Insurers flush with capital are rushing to grab part of an expanding cyber coverage market that’s been spurred on by high-profile hackings at JPMorgan Chase & Co. and Home Depot Inc.

Sales are set to double this year from about $1 billion in 2013, according to Bob Parisi, head of the network security and privacy practice at Marsh, the insurance brokerage arm of Marsh & McLennan Cos. The policies can protect companies against lost revenue, lawsuits or even damage to their reputation or brand.

“There is a lot of capital looking to find a home,” said Rick Welsh, head of cyber coverage at Aegis London, which sells policies through Lloyd’s of London, the world’s oldest insurance market. “They now see cyber insurance as a once-in-a generation opportunity that is set for growth.”

Demand for coverage has accelerated after some of the largest companies in the U.S. revealed that they’d fallen victim to cyber hackers. JPMorgan last week outlined the scope of a previously disclosed data breach, revealing that 76 million households and 7 million small businesses had been affected. Home Depot said in September that a breach put about 56 million payment cards at risk.

The number of cyber security incidents globally has soared 48 percent to 42.8 million this year, according to a PricewaterhouseCoopers LLP survey. The average loss for a large company rose to $5.9 million from $3.9 million in 2013.

Security Challenge

The prevalence of attacks, even at banks with some of the most sophisticated network security, means more work needs to be done to mitigate cyber risk, said Paul Tiao, a partner at Hunton & Williams LLP and former adviser to the director of the Federal Bureau of Investigation.

“This is one of the biggest national-security challenges that we have,” Tiao said today during a panel discussion sponsored by the Financial Services Roundtable in Washington. “We have to work together.”

Carriers including American International Group Inc., Travelers Cos., XL Group Plc and Lloyd’s insurers like Aegis and Brit Plc are underwriting policies. Competition helped keep prices flat, even as some claims climb into the tens of millions of dollars, said Marsh’s Parisi.

Insurers “wouldn’t be chasing after this risk if they didn’t think they could write it profitably,” he said.

U.S. property-casualty insurers accumulated a record surplus after gains on investment portfolios and two years of calm hurricane seasons. That’s heightened their appetite to add cyber-insurance customers, especially among the small-and medium-sized businesses that hadn’t previously purchased the coverage.

‘Growth Potential’

“They are equally aware of their own vulnerabilities,” said Michael Tanenbaum, senior vice president of professional risk at Ace Ltd. The insurer has seen the number of cyber policies it sells to those businesses rise 60 percent annually for almost four years, he said.

Welsh and Ben Maidment, class underwriter of cyber and privacy risk at Brit, said the JPMorgan and Home Depot breaches alerted more executives to the risks. Target Corp.’s board ousted Chief Executive Officer Gregg Steinhafel in May in the wake of a hacker attack that compromised the personal data of millions of shoppers.
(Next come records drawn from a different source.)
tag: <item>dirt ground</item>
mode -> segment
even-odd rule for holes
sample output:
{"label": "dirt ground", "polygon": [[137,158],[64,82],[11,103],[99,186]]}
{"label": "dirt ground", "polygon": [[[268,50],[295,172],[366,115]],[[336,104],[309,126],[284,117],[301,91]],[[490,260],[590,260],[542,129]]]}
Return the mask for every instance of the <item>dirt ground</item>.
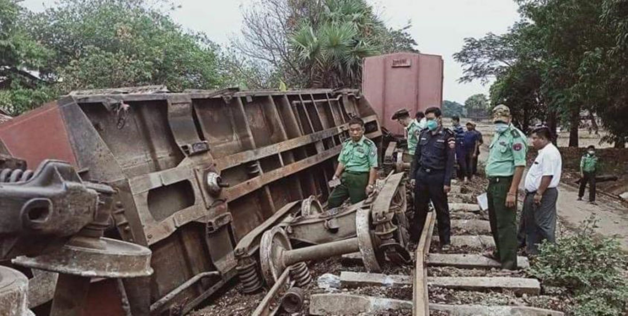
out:
{"label": "dirt ground", "polygon": [[[610,148],[608,144],[600,144],[601,135],[580,131],[580,145],[577,149],[561,148],[568,144],[568,134],[559,135],[558,145],[563,156],[563,177],[558,187],[557,211],[561,224],[570,229],[577,229],[580,223],[592,215],[598,220],[596,231],[602,236],[616,237],[624,251],[628,252],[628,204],[619,198],[610,197],[600,193],[600,190],[609,190],[609,194],[617,196],[618,192],[628,188],[628,149]],[[480,160],[484,163],[487,158],[489,150],[485,144],[490,138],[485,137],[485,144],[480,150]],[[580,158],[586,150],[586,146],[593,144],[598,148],[601,156],[602,173],[617,175],[619,180],[614,182],[600,183],[598,194],[596,197],[597,205],[587,202],[588,191],[585,193],[585,200],[577,201],[577,180],[580,168]],[[534,154],[531,153],[532,157]],[[525,178],[525,177],[524,177]],[[521,188],[523,188],[523,180]]]}
{"label": "dirt ground", "polygon": [[[462,193],[470,193],[472,199],[475,200],[477,195],[484,192],[487,184],[487,182],[484,177],[477,177],[470,183],[463,185]],[[431,246],[431,251],[440,251],[438,247],[438,242],[432,242]],[[482,253],[486,249],[454,248],[448,252],[452,253]],[[308,298],[310,295],[313,293],[325,292],[325,290],[319,288],[317,284],[317,280],[323,274],[331,273],[339,276],[341,271],[365,272],[364,268],[361,265],[343,264],[341,261],[340,257],[334,257],[325,260],[310,262],[308,266],[313,281],[304,289],[306,299],[301,312],[292,314],[281,315],[290,315],[291,316],[310,315],[308,313]],[[386,264],[383,267],[383,270],[382,273],[387,275],[411,275],[412,273],[412,267],[409,266],[397,266]],[[431,276],[511,276],[525,277],[526,276],[525,271],[521,270],[504,272],[499,269],[458,269],[452,267],[430,268],[428,273]],[[240,285],[237,284],[236,280],[230,288],[226,290],[222,295],[217,295],[215,298],[209,300],[208,302],[211,302],[211,303],[207,306],[191,313],[190,315],[193,316],[250,315],[263,298],[266,291],[254,295],[243,295],[239,292],[239,290]],[[365,286],[349,290],[346,289],[336,290],[336,291],[404,300],[411,300],[413,293],[411,286],[397,288]],[[545,293],[544,291],[541,295],[538,297],[517,297],[509,292],[480,293],[470,291],[454,291],[438,287],[430,287],[429,294],[431,302],[447,304],[527,305],[551,308],[555,310],[565,310],[566,307],[571,303],[568,298],[563,296],[559,298],[559,297],[555,293]],[[432,312],[430,314],[435,316],[448,315],[445,312]],[[382,313],[379,315],[412,315],[412,312],[411,310],[398,310]]]}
“We have barely scratched the surface,” Maidment said. “There is growth potential, so naturally more capital is being put to work.”

Tom Ridge

As sales have increased, insurers have added staff and services. Travelers hired former employees of the FBI to help its clients manage risk. AIG and Ace also provide advice on security. Tom Ridge, the first U.S. homeland security chief under President George W. Bush, teamed up with Lloyds of London to offer cyber insurance.

AIG has been offering the coverage since 1999, said Tracie Grella, the New York-based insurer’s global head of professional liability. Sales have increased about 30 percent annually for the past couple years, and are on track to jump about that much in 2014, she said.

She said many of the claims AIG receives are tied to human error, such as lost laptop computers, rather than organized attacks.

“The hackers are very good, and there are sophisticated attacks out there, but attacks are really happening because of human error,” she said. “It’s really about the human element.”

–With assistance from Madeline McMahon in New York.